Diagnosis-based mortality prediction for intensive care unit patients via transfer learning
Mengqi Xu, Subha Maity, Joel Dubin
TL;DR
This study tackles the challenge of predicting ICU mortality across diagnostically heterogeneous patient groups. It introduces a two-step transfer learning framework for both GLM and XGBoost that leverages data-rich diagnoses to improve diagnosis-specific models, with per-diagnosis recalibration. Results show transfer learning consistently improves calibration and often discrimination over diagnosis-specific models and APACHE IVa baselines, while Youden-index thresholds provide better decision performance in low-prevalence settings. The approach demonstrates robust, threshold-agnostic gains across diagnoses and offers practical potential for improved ICU risk stratification and decision support, with simulated evidence supporting when gains are most likely to occur.
Abstract
In the intensive care unit, the underlying causes of critical illness vary substantially across diagnoses, yet prediction models accounting for diagnostic heterogeneity have not been systematically studied. To address the gap, we evaluate transfer learning approaches for diagnosis-specific mortality prediction and apply both GLM- and XGBoost-based models to the eICU Collaborative Research Database.
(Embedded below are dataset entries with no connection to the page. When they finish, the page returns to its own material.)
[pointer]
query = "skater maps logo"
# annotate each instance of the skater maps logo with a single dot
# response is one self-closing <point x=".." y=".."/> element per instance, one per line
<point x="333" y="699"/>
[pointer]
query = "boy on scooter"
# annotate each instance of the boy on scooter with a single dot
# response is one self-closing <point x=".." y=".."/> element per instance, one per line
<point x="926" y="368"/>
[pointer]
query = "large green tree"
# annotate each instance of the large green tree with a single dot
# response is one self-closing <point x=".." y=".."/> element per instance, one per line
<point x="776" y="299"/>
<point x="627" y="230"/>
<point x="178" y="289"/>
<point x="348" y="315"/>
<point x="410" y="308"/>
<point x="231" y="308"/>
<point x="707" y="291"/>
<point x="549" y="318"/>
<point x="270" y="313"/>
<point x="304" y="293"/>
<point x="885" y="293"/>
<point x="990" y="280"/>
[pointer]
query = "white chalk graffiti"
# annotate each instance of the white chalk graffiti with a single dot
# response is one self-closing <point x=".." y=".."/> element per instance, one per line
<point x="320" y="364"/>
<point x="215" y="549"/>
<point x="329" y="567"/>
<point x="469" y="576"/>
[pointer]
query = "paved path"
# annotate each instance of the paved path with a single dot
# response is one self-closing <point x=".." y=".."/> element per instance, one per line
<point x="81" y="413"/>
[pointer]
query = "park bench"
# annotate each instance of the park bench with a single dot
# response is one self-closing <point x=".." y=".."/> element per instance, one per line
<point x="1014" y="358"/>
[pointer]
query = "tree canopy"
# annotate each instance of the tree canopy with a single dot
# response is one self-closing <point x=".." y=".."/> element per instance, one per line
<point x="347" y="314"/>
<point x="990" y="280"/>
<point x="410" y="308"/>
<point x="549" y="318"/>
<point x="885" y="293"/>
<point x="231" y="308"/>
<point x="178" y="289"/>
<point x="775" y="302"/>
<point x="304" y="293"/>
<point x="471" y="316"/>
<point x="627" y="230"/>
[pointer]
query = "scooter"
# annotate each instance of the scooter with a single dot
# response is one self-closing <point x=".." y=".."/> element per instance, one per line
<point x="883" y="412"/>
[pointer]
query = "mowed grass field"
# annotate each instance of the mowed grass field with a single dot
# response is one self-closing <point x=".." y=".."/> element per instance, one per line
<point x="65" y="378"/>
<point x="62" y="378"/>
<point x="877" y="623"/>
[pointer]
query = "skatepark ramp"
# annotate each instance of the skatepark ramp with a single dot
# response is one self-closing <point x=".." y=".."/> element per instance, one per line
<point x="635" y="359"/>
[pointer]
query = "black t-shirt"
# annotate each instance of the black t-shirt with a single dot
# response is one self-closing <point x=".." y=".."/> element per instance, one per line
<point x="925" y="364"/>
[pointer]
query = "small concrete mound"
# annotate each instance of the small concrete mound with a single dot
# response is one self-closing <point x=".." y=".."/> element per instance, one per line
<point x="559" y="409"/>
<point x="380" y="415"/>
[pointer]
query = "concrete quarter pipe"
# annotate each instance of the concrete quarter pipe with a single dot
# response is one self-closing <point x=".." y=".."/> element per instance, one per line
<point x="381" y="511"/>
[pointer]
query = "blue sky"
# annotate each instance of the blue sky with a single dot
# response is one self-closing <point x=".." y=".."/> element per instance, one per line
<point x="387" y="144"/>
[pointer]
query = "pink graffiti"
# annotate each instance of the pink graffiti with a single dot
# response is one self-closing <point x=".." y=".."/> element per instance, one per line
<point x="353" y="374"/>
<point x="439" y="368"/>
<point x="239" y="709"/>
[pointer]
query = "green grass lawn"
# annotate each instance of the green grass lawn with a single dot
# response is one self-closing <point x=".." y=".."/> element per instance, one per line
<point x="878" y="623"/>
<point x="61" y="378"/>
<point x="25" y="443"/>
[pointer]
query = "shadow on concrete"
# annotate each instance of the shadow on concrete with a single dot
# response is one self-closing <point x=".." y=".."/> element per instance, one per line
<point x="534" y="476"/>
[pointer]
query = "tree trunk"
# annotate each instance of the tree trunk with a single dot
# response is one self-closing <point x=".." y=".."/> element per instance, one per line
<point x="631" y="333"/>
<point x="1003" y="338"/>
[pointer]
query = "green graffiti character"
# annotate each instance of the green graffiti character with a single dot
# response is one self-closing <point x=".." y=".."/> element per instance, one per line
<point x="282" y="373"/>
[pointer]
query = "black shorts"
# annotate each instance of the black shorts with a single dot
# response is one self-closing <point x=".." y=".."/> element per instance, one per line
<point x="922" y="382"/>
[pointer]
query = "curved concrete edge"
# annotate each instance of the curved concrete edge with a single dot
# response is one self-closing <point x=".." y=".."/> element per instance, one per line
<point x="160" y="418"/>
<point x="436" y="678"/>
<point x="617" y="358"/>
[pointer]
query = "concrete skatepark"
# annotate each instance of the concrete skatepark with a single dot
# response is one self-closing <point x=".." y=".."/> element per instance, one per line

Our results demonstrate that transfer learning consistently outperforms models trained only on diagnosis-specific data and those using a well-known ICU severity-of-illness score, i.e., APACHE IVa, alone, while also achieving better calibration than models trained on the pooled data. Our findings also suggest that the Youden cutoff is a more appropriate decision threshold than the conventional 0.5 for binary outcomes, and that transfer learning maintains consistently high predictive performance across various cutoff criteria.